We paid for Lightning Lane for one ride and it was a good choice.
We got a virtual queue spot for one ride but the time slot fell right on top of dining reservations. So, while the rest of the group rode the ride, I stood in line at Guest Relations for twenty-five minutes (Disney dining phone line was overburdened and unavailable at that time) trying to cancel the dining reservations without getting charged the $70 fee ($10 per person for 7 people). They did cancel the reservation but not without telling me never to do this again. They said if the virtual queue falls on dining you should go to dining and then ask guest relations to fix the virtual queue time. I understand they want their dining revenue (in this case it was $60+ per person for seven people they lost at Space 220). However, I have three problems with this. First, it is your system that created the issue so I should have some say in the the resolution to the problem your system created. Second, I still end up standing in line at guest relations trying to get help and wasting my time. Third, there is no guarantee Guest Relations would actually fix the virtual queue issue leaving you at risk.

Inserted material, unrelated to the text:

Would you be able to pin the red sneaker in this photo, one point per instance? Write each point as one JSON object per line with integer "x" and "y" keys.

Kevin Perjurer's Defunctland YouTube channel has a good video on Disney's FastPass: A Complicated History. The bottom line, he says, is that FastPass benefited the savvy traveler at the expense of the less savvy traveler. This is likely true (although I would say it benefited those who put in the time to learn and plan) and I don't begrudge WDW changing their policies to benefit others. However, given these changes and the pause (cancellation?) of annual passes, everyone in our party agreed that we will dramatically reduce the number of times we go to WDW from multiple times per year to once every five years or so (or maybe never - who knows?). If that is the goal of WDW policy, then I would say it is a successful policy.